Space Ramblings

Prematurely Burying Microsoft

Microsoft has been behind the game for a while and it’s considered almost irrelevant in some circles, but no, it’s a long way from dead

“I believe that Microsoft as we know it may not be around in another decade–maybe not even in five years.”

Barring an alien invasion, Microsoft will be around in 5 and 10 years. 20 years is a possibility. 5 years is not. Unless you foresee everyone jettisoning PC’s in the next 5 years.

Most significantly, Microsoft waived the white flag on social media when it pulled the plug on Windows Live Journal, dumping the blogging platform’s users onto the open source WordPress system.

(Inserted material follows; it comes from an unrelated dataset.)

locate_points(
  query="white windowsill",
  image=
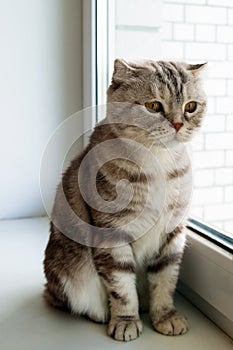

Wait… wait. In the age of Facebook and Twitter, Microsoft giving up on a blog platform that no one cared about is significant? Yahoo did the same thing. Google has a blogging platform only because it bought one.

But that’s just whistling past the graveyard, spouting a tune written from backward-looking data not particularly useful for gauging the impact that hugely disruptive new products like tablets and smartphones and even tablet-smartphone hybrids are about to have on Microsoft’s place in IT. Market research group NPD recently found that 13% of iPad users bought the Apple OS-based device instead of a Windows PC.

Anyone who actually thinks an iPad can replace a PC is completely ignorant about what an iPad can actually do. An iPad is a supplementary device. It’s not a PC replacement. If the survey said that people bought the iPad instead of a notebook, there might be a point here. All this survey says is that more than 10 percent of iPad buyers are idiots. Probably a too conservative figure.

It’s not that the mobile marketplace isn’t going to have a big impact on Microsoft, but so long as businesses are office based and people primarily use PC’s in their homes, Microsoft isn’t just going to go away. Because it still controls the core platform. Smartphones are nice, but you can only do so much on them. Tablets are cute, but there’s also only so much you can do on them. The idea that the tablet will wipe away the PC is like believing that the notebook computer, which unlike the iPad actually could do much of what a PC does, would do it.